I can’t remember when I first heard Anais Mitchell. A few years ago, to be sure, when I stumbled across that wonderful little album of Child Ballads she made with Jefferson Hamer. Americans singing the traditional English canon, better and clearer than any English person I’d ever heard. I loved it, but I stopped there.


I’d googled her, of course. And I knew she’d done this thing called Hadestown, which appeared to be some sort of folk opera based on the classics. Neither of which was promising, to me. So I threw it onto the Amazon wish list and forgot about it. 


At least until I once again stumbled across Anais, in a video clip with Chris Thile, performing a song called Why We Built the Wall. Which sounded like it was specifically aimed at Trump but turned out to be several years old, part of the Hadestown thing. It blew me away, but when I looked again at Hadestown I saw that it wasn’t Anais singing it on the album, so I left it on the wish list and forgot about it again.


Then, a few months later I stumbled across it again, when I saw an announcement that the National Theatre was about to put on the show.
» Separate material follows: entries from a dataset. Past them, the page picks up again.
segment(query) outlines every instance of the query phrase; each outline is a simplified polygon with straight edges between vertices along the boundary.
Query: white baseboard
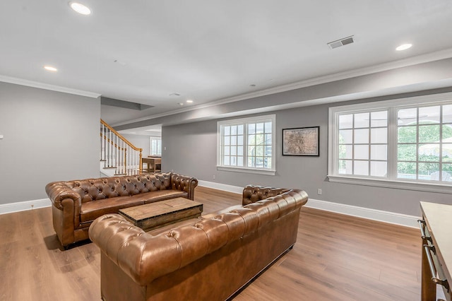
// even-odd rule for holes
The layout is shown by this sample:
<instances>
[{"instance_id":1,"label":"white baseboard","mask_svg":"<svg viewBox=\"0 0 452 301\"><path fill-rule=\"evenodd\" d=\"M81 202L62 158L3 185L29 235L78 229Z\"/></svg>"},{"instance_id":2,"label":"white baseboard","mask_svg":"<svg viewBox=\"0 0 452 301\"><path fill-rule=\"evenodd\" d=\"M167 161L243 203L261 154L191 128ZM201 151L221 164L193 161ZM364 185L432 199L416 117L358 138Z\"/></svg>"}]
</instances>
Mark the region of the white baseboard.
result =
<instances>
[{"instance_id":1,"label":"white baseboard","mask_svg":"<svg viewBox=\"0 0 452 301\"><path fill-rule=\"evenodd\" d=\"M345 205L313 199L309 199L304 206L315 209L324 210L326 211L331 211L336 213L345 214L410 228L419 228L417 220L420 218L419 216L408 216L396 212L383 211L382 210Z\"/></svg>"},{"instance_id":2,"label":"white baseboard","mask_svg":"<svg viewBox=\"0 0 452 301\"><path fill-rule=\"evenodd\" d=\"M240 194L243 193L244 189L244 187L239 187L238 186L227 185L225 184L215 183L214 182L203 181L202 179L198 180L198 185Z\"/></svg>"},{"instance_id":3,"label":"white baseboard","mask_svg":"<svg viewBox=\"0 0 452 301\"><path fill-rule=\"evenodd\" d=\"M224 190L237 194L242 194L243 191L243 187L226 185L208 181L199 180L198 184L204 187ZM420 218L419 216L408 216L395 212L383 211L382 210L371 209L369 208L359 207L357 206L346 205L314 199L309 199L304 206L315 209L324 210L326 211L335 212L336 213L345 214L347 216L356 216L357 218L367 218L368 220L378 220L380 222L410 228L418 228L419 224L417 223L417 220Z\"/></svg>"},{"instance_id":4,"label":"white baseboard","mask_svg":"<svg viewBox=\"0 0 452 301\"><path fill-rule=\"evenodd\" d=\"M12 213L13 212L49 207L51 205L52 203L49 199L4 203L0 204L0 214Z\"/></svg>"}]
</instances>

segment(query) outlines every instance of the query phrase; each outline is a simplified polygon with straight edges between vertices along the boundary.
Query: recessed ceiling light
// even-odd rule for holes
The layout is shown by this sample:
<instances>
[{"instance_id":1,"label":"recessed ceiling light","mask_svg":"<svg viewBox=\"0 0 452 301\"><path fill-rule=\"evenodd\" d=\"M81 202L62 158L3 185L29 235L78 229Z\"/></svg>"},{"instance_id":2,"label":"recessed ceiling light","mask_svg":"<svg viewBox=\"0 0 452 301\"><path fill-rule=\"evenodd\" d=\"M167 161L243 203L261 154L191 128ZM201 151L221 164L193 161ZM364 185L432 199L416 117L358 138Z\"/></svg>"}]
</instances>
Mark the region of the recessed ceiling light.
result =
<instances>
[{"instance_id":1,"label":"recessed ceiling light","mask_svg":"<svg viewBox=\"0 0 452 301\"><path fill-rule=\"evenodd\" d=\"M82 15L89 15L91 13L91 10L81 3L71 1L69 2L69 6L71 6L71 8Z\"/></svg>"},{"instance_id":2,"label":"recessed ceiling light","mask_svg":"<svg viewBox=\"0 0 452 301\"><path fill-rule=\"evenodd\" d=\"M402 44L398 47L396 48L396 50L397 50L397 51L406 50L408 48L411 48L412 46L412 45L411 45L411 44Z\"/></svg>"},{"instance_id":3,"label":"recessed ceiling light","mask_svg":"<svg viewBox=\"0 0 452 301\"><path fill-rule=\"evenodd\" d=\"M44 66L44 69L48 71L56 72L58 69L55 67L52 67L52 66Z\"/></svg>"}]
</instances>

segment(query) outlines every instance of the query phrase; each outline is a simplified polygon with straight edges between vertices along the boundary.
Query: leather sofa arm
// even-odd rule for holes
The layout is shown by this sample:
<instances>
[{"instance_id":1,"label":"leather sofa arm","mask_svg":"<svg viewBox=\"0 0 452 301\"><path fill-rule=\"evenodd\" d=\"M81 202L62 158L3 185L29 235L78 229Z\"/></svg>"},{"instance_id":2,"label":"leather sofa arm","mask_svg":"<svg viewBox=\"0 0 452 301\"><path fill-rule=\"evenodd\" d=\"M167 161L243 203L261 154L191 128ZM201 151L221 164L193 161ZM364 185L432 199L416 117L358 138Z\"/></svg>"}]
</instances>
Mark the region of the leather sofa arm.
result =
<instances>
[{"instance_id":1,"label":"leather sofa arm","mask_svg":"<svg viewBox=\"0 0 452 301\"><path fill-rule=\"evenodd\" d=\"M195 197L195 188L198 186L198 179L173 173L171 175L171 186L173 189L187 192L189 199L193 201Z\"/></svg>"},{"instance_id":2,"label":"leather sofa arm","mask_svg":"<svg viewBox=\"0 0 452 301\"><path fill-rule=\"evenodd\" d=\"M78 193L73 191L69 187L61 182L54 182L49 183L45 187L45 191L49 196L49 199L52 201L55 208L59 210L63 210L64 207L68 202L64 202L65 199L71 199L73 201L75 211L78 211L80 214L80 210L82 203L82 198Z\"/></svg>"}]
</instances>

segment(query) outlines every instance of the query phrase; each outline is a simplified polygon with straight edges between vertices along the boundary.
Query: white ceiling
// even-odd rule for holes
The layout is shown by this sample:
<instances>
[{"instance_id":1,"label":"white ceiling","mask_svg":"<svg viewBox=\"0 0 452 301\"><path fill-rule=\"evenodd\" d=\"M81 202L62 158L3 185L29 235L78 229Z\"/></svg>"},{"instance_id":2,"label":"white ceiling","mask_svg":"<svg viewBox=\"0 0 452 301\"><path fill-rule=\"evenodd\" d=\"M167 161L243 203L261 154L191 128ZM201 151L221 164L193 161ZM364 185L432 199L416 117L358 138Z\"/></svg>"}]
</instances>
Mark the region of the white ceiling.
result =
<instances>
[{"instance_id":1,"label":"white ceiling","mask_svg":"<svg viewBox=\"0 0 452 301\"><path fill-rule=\"evenodd\" d=\"M0 76L154 106L110 124L452 49L451 0L68 2L0 1Z\"/></svg>"}]
</instances>

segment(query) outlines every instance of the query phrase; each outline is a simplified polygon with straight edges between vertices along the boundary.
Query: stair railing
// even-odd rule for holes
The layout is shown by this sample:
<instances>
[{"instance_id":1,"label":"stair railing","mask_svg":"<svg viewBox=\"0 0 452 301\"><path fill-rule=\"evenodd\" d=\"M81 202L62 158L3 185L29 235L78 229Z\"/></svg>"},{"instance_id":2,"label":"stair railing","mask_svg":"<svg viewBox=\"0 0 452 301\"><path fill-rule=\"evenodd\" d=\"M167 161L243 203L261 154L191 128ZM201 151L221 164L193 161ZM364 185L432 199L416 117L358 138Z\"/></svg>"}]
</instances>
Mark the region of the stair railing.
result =
<instances>
[{"instance_id":1,"label":"stair railing","mask_svg":"<svg viewBox=\"0 0 452 301\"><path fill-rule=\"evenodd\" d=\"M138 175L143 171L143 148L138 148L100 119L100 160L114 175Z\"/></svg>"}]
</instances>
So I had an idle curious moment and finally bought the album. 


I dunno what I was expecting. Some kind of half-baked soundtrack record, I suppose. They’re usually not very satisfying without the visuals: the music’s supposed to help you navigate the plot, not stand on its own. Hadestown has a plot (Orpheus and Euridyce, no less) but you don’t need the story to enjoy it. It’s a completely original thing that swerves joyously through the musical references: there are echoes of Dixieland jazz and Tom Waits and Leonard Cohen and Ruben Gonzales, held together by a series of terrific vocal performances. Ani DiFranco is all sinister good time gal as Persephone, Greg Brown is as impossibly deep and dark as you might imagine Hades to be, and Anais Mitchell herself is tender and touching as Eurydice. And there’s much more besides.


I must have listened to it half a dozen times, just riding the music, before I paid attention to the story. But it works, despite my instinctive aversion to anything involving Greek mythology - and unlike any show or soundtrack album I’ve ever owned, I find myself paying attention all the way through. Even the two musical interludes, though I might skip past them after a while. Give me the vocals, every time. 


And now… give me the show. Different cast, of course, but I’m watching the National’s website to catch tickets as soon as they go on sale. It’ll be the first stage production I’ve ever seen where I know the music inside out before I sit down.